Friday, March 09, 2012

Reviewing the whole topic of estate taxes

If “you” are in the process of inheriting from an estate(s), taxes can indeed become complicated.
Things that can matter are the year of death, the year of distribution (because distribution often happens months to years after death, as probate or trust liabilities must settle first).  One could get distributions or income from more than one estate in a given year; or vice, versa (more common) a single estate has multiple beneficiaries.

The best reference that I could find on the whole subject is at Martindale, here. has a reference that can be useful, and discusses the “generationg skipping transfer tax”, here.   Ehow has a reference that explains that the “estate tax” concept applies to the estate before wealth is transferred to beneficiaries, here.

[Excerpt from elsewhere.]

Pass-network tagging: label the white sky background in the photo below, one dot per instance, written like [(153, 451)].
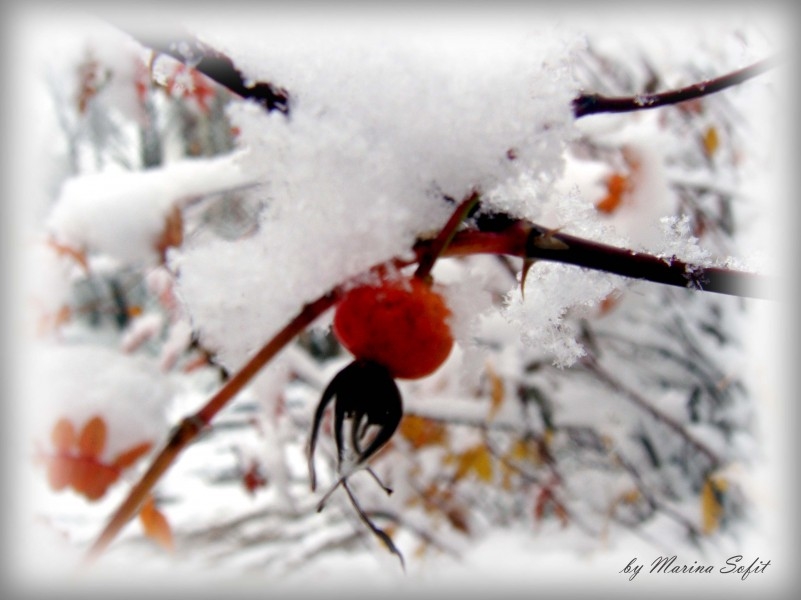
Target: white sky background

There was a “threat” that the older death tax could return (as the “death tax” protections were set to expire after 2010) to 2001 levels, with estate taxes of 55% over the value of 1 million.  As most people heard, Congress “extended” the estate tax “exemptions” (to use the term loosely), in such a way that for people who die in 2010 or 2011, the base exemption is $5 million (for a person, $10 million for a married couple). In fact, for 2010 there is a technical “deferral” which probably doesn’t often work to the advantage of most people (Martindale explains it). 

Without there could be serious problems for a single person “inheriting” the estate.  Suppose the person has moved back “home” for eldercare reasons.  The parent dies at the end of 2010.  Suppose the house is in a metropolitan area (like DC) where assessed property values haven’t fallen much (compared to many areas affected by the mortgage crisis).  Even if the property is paid off, if it has a high assessed value, the 55% old tax rate could have applied on much of it.  That could force the single person to sell it anyway to recover the money and find another place to live, before taking distribution. Now there is a public policy question: many the aim of it is to get bigger, more valuable properties into the hands of younger “families” anyway.  Keeping a higher death tax could have served that purpose, even if social conservatives are known for trying to preserve generational wealth.

Wikipedia has a summary article on the Estate Tax in the US with important tables (as based on date of death) here.

If you have income from a trust before it is distributed to you, then you get a form K-1 (or 1041, here), which tells you how much additional amount to report on various items (both income and possible gains, losses and deductions) of the various 1040 sections.